Congressistas democratas e republicanos ainda não conseguiram chegar a um acordo para destravar o chamado shutdown, situação em que diversos departamentos e serviços oferecidos pelo governo norte-americano deixam de funcionar. Sem um acordo para bancar os salários de todos os funcionários públicos federais até a virada do "ano fiscal", que ocorreu em 1.º de outubro, só aqueles que exercem funções absolutamente essenciais seguem trabalhando – os demais estão em uma espécie de férias forçadas não remuneradas, ou até mesmo exercendo suas funções, mas sem receber.

À medida que o tempo passar, no entanto, o shutdown pode se tornar o menor dos problemas dos congressistas e do presidente Barack Obama.
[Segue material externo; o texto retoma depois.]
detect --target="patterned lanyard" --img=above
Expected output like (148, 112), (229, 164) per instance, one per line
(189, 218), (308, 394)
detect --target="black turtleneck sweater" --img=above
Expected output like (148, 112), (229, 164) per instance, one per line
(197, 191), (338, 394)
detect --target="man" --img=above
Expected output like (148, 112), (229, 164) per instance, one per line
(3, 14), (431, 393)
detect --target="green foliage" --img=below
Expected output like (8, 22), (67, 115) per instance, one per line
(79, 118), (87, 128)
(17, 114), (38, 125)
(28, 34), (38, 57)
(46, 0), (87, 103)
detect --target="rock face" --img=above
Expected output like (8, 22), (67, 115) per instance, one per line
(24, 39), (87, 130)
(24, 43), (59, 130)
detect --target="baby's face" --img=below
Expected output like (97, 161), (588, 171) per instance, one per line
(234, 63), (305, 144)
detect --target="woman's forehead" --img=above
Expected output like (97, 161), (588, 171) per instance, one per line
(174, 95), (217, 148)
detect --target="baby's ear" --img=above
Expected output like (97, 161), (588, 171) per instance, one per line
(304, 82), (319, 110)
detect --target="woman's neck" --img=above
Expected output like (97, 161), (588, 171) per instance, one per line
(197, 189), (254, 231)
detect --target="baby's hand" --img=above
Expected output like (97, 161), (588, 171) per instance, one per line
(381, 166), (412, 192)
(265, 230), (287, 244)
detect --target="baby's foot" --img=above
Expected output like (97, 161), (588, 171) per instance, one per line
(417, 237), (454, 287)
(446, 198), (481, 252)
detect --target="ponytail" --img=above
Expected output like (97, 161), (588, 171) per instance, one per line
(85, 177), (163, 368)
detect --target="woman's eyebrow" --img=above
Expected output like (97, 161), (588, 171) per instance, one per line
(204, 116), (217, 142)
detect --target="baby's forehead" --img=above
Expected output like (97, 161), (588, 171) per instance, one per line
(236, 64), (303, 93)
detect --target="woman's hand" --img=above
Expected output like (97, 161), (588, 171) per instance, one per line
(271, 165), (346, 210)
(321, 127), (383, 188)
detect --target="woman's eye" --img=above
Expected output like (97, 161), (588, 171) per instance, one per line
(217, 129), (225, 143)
Na próxima semana, estima-se que o governo norte-americano atingirá seu limite de endividamento, que hoje é de US$ 16,4 trilhões. Para seguir tomando dinheiro emprestado, Obama precisa da autorização do Congresso; do contrário, será preciso escolher que compromissos honrar, entre os vários pagamentos exigidos da Casa Branca, como juros da dívida ou aposentadorias. A Organização para Cooperação e Desenvolvimento Econômico (OECD), entidade que reúne os países considerados desenvolvidos, já avisou que um calote norte-americano poderia desestabilizar a economia mundial. Situação semelhante, em agosto de 2011, foi resolvida apenas no último minuto.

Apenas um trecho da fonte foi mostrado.